This is what I'm trying to prove:
Let $f:\mathbb{R}\rightarrow \mathbb{R}$ be represented by $$ f(x) = \begin{cases} 1/q & \text{if $x=p/q$ where $p,q \in \mathbb{Z}$, $q>0$, and $|p|$ and $q$ relatively prime} \\ 0 & \text{otherwise} \\ \end{cases} $$ $f(x)$ is discontinuous for rational numbers and continuous for irrational numbers.
This is the definition of continuous I am trying to use.
A function is said to be continuous at a point $x_0$ if all sequences $\{x_n\}$ which converge to $x_0$ cause the image sequence $\{f(x_n)\}$ to converge to $f(x_0)$. A function is continuous if it is continuous at every point in its domain.
Proof for Irrationals
Let $x_0$ be irrational.
Then $x_0$ cannot be represented as a ratio of integers, so $f(x_0)=0$.
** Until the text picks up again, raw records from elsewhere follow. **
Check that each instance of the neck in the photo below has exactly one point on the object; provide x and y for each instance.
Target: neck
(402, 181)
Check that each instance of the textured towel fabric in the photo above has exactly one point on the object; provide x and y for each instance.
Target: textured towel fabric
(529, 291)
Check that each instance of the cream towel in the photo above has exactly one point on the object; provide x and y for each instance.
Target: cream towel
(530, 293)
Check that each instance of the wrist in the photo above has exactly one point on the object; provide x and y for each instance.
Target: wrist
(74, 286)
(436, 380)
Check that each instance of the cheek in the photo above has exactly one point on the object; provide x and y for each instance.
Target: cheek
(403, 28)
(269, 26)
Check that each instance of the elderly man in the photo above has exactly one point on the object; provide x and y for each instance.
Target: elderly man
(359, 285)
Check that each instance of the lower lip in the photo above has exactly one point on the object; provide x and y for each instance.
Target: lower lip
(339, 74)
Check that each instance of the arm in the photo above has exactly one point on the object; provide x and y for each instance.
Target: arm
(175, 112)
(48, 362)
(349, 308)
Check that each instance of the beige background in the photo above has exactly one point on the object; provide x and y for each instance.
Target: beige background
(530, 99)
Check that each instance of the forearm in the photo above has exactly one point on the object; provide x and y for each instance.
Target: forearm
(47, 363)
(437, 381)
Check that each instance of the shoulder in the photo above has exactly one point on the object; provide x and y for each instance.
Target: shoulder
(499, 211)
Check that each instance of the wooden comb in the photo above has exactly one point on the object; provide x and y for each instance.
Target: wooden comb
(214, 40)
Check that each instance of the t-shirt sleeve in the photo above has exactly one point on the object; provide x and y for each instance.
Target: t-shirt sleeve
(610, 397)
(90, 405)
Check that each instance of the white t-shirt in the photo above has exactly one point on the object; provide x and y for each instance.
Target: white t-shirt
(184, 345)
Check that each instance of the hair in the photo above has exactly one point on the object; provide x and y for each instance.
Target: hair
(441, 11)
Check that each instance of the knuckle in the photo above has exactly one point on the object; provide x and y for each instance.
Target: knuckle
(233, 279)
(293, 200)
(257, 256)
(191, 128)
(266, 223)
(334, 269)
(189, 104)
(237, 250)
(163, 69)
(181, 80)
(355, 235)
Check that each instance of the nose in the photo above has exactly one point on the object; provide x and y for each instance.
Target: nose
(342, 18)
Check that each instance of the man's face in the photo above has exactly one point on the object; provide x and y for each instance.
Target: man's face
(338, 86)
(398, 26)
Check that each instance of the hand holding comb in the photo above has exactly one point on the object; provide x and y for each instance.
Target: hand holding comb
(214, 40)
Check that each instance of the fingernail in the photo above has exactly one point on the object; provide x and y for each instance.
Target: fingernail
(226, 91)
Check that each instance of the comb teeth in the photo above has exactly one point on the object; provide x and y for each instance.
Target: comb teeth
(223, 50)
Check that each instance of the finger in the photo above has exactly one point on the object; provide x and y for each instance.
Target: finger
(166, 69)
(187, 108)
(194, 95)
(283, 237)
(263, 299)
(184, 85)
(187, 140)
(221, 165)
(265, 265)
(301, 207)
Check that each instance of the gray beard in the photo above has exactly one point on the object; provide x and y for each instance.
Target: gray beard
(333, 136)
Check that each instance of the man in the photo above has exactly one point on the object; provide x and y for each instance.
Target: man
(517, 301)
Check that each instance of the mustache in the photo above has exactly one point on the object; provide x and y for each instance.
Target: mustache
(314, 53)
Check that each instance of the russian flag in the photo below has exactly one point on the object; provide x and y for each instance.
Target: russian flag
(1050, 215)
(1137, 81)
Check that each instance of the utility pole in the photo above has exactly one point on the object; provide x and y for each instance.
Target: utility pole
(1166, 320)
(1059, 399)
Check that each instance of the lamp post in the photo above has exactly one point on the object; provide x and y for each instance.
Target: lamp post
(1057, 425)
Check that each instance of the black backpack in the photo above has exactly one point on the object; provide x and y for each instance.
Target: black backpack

By the sequential compactness of the rationals and irrationals, there exists a sequence of rational numbers $\{u_n\}$ and a sequence of irrational numbers $\{v_n\}$ which both converge to $x_0$.
Note, however, that for an infinite sum of irrational numbers to converge to an irrational number, $p_n$ and $q_n$ cannot converge, otherwise $x_0$ could be represented as a ratio. Therefore $$\lim _{n\rightarrow \infty} 1/q_n = 0$$
Therefore $$\{f(u_n)\}\rightarrow 0$$ And because $\{v_n\}$ is a sequence of irrational numbers, $$\{f(v_n)\}\rightarrow 0$$
Therefore $f$ is continuous at $x_0$.
Proof for Rationals
Suppose that $x_0$ is rational.
Then $x_0=p/q$ where $p,q \in \mathbb{Z}$, $q>0$, and $|p|$ and $q$ relatively prime.
By the sequential compactness of the rationals and irrationals, there exists a sequence of rational numbers $\{u_n\}$ and a sequence of irrational numbers $\{v_n\}$ which both converge to $x_0$.
Because $\{u_n\}$ is a sequence of rational numbers converging to a rational number, $$\{f(u_n)\}\rightarrow 1/q$$
Since $\{v_n\}$ is a sequence of irrational numbers converging to a rational number, $$\{f(u_n)\}\rightarrow 0$$
Therefore $f$ is discontinuous at $x_0$.